According to Constance Brown-Riggs, MSEd, RD, CDE, CDN, author of "Eating Soulfully and Healthfully with Diabetes" (www.eatingsoulfully.com), diabetes is more manageable if these 10 tips are followed:
1. Buy more fresh fruits and vegetables. A diet rich in potassium may help to maintain healthy blood pressure. Bananas, cantaloupe, apricots, oranges, plantains, sweet potatoes, beet greens, white potatoes, tomato products, lima beans, and spinach are all rich in potassium.
2. Increase fiber by choosing whole grain breads and cereals. Eat at least three servings of whole-grain products per day. Brown rice, buckwheat, oatmeal, whole-wheat bread and, of course, corn bread are good sources of fiber.
3. Eat more poultry and fish. Try lean ground poultry instead of ground beef. Fish contain healthy oils, so choose fish frequently. Whiting and porgy are included -- but not deep fried.

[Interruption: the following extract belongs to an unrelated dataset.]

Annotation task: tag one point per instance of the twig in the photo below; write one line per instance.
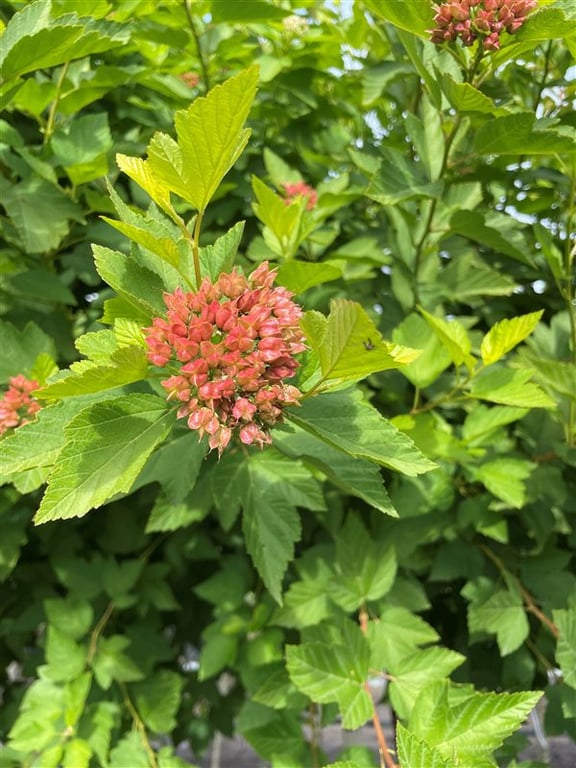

4. Remove skin and fat from poultry and meats before cooking. Avoid high cooking temperatures or searing meat. High heat locks in the fat.
5. Use low fat cooking methods. Broil, bake, stir fry or grill food instead of frying. When eating out, avoid foods described as buttery, batter dipped, crispy, with gravy or with cheese sauce.
6. Get rid of the salt pork. Try seasoning greens with smoked turkey, low-salt chicken or vegetable stock instead of salt pork.
7. Use less salt, more pepper, herbs and seasoning. Eating less salt helps control high blood pressure. Read the nutrition facts label and choose foods with less than 5 percent daily value for sodium.
8. Slow down and chew. Eating slowly can actually help you eat less and lose weight. Put your knife and fork down between each bite and chew your food at least 20 times before swallowing.
9. Eat the correct amount of food. Not weighing and measuring your food? Try the plate method. Make 1/4 of your plate starch, 1/4 of your plate meat or protein and fill the other half with vegetables.
10. Take time to look at what you're eating. Notice the colors, textures and aroma of the food. How does this food fit into your meal plan? Notice the portions. Think about how hungry you are. Decide how much you really need, and enjoy.